On 2/3/22 13:23, Maxime Ripard wrote:
On Tue, Dec 07, 2021 at 06:32:38PM +0100, Marek Vasut wrote:
On 12/7/21 18:03, Laurent Pinchart wrote:
On Tue, Dec 07, 2021 at 05:47:29PM +0100, Marek Vasut wrote:
On 12/7/21 17:43, Laurent Pinchart wrote:

[...]

diff --git 
a/Documentation/devicetree/bindings/display/bridge/toshiba,tc358767.yaml 
b/Documentation/devicetree/bindings/display/bridge/toshiba,tc358767.yaml
index f1541cc05297..5cfda6f2ba69 100644
--- a/Documentation/devicetree/bindings/display/bridge/toshiba,tc358767.yaml
+++ b/Documentation/devicetree/bindings/display/bridge/toshiba,tc358767.yaml
@@ -61,8 +61,8 @@ properties:
          port@1:
            $ref: /schemas/graph.yaml#/properties/port
            description: |
-            DPI input port. The remote endpoint phandle should be a
-            reference to a valid DPI output endpoint node
+            DPI input/output port. The remote endpoint phandle should be a
+            reference to a valid DPI output or input endpoint node.

I assume the mode of operation (input or output) will be fixed for a
given hardware design. Isn't this something that should be recorded in
DT ? It would simplify configuration of the device in the driver.

Currently the configuration (DSI-to-DPI / DPI-to-eDP) is inferred from
the presence of DPI panel. If DPI panel present, DSI-to-DPI, else,
DPI-to-eDP.

I've had a look at the driver side, and it seems to complicate things
quite a bit. It seems that specifying the mode of operation explicitly
in DT could make software implementations quite a bit simpler.

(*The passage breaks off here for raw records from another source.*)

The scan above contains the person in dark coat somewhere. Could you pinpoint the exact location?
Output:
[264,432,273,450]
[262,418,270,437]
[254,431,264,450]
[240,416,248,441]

Do you have any specific suggestion ? I explored multiple options while
writing that DSI-to-DPI driver code, this one was the simplest and least
redundant one.

Can we leverage the bus-type property of endpoints?

We could, but should we really add a property only for the sake of adding a property ? The driver can figure out whether this endpoint is DSI-input or DSI-output without such a new property.

Now that I look at the datasheet, the logic can be even simpler:

- If port@0 not connected
  scanout -> port@1 (DPI input) -> port@2 (eDP output) -> panel

- If port@1 not connected
  scanout -> port@0 (DSI input) -> port@2 (eDP output) -> panel

- If port@2 not connected
  scanout -> port@0 (DSI input) -> port@1 (DPI output) -> panel

So with this kind of test in the driver, the driver can determine how the TC bridge is wired, without any extra props.